“For some reason, there was one particular railroad truck she’d chase all the time,” animal control officer Ted Bartlett said, laughing. “We don’t know why she liked that one truck, but she would chase it for a long ways.”
She spent most of her time in the railroad yard, and slept under boxcars. The railroaders had a special place in their heart for their mascot, and even built her a doghouse. She had a few litters of puppies, and the workers found homes for all of them. Community members left food for her. Through all of this, no one could catch her.
She feared people, and preferred her freedom. Bartlett worried that she would be hit by a car or a train, and did his best to snare the elusive wild girl. But he never had any luck, until she trapped herself.
On December 26th, the dog got her head stuck in a trap designed for beavers or foxes. It tightened around her neck, and by the time Bartlett discovered this, her head was “grossly swollen.” He managed to tranquilize her, remove the snare, and bring her in to veterinarian Niki Boss. He didn’t know if the dog would even be able to be tamed, but he asked Boss to spay her anyway.
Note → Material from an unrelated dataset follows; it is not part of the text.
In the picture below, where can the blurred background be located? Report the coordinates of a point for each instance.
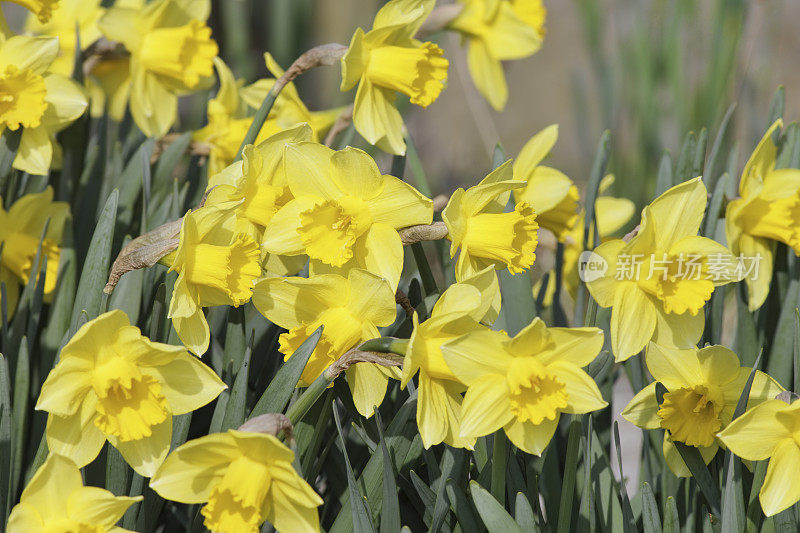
(649, 71)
“At that point, we didn’t know what would happen,” Bartlett said. “We didn’t know if she would be potentially adoptable, but I took a chance.”
The fortuitous procedure saved the dog future pain and trouble, as it was found that the tranquilizer dart had pierced one of her ovaries. But what would they find out about her personality once she awoke?
“It was kind of amazing,” Bartlett said. “We expected her to wake up freaking out, but she showed no signs of aggression. She’s just untrusting and scared.”
Veterinarian technician Brandi Reynolds was already a friend from afar. Or rather, nearby, as she lives close to where she had seen the dog sleep for five years.
“I’d see her there all the time, and it just broke my heart,” Reynolds said. “I’d watch her chase this one railroad truck. She had these little shortcuts – she chased that one railroad truck, and she’d know where it was going before it got there.”
She knew the dog had a playful nature, but wasn’t sure how she’d react to the change in environment.
“She could have come out growling and snarling,” Reynolds said. “But she was the sweetest little thing. She had these big brown eyes, and looked at me like ‘I know I’m afraid.’”
After all the years of being a standoffish loner, she finally warmed up to one person – Reynolds. She let the vet tech pet and even carry her.
Residents were interested in her story, and are relieved to know there is a happy ending. On January 14th an anonymous person adopted her.
“She’s been taken to a farm outside town,” Bartlett said. “They’re going to keep her in a kennel and socialize her to a point where she can run free.”
Though people will surely miss seeing the little dog about town, they are glad she finally has a home.
“There’s just something in Osawatomie that this brought all together a little bit,” Reynolds said. “There’re so many different people here, so many differences, and this was something we could all relate to – she’s the railroad dog!”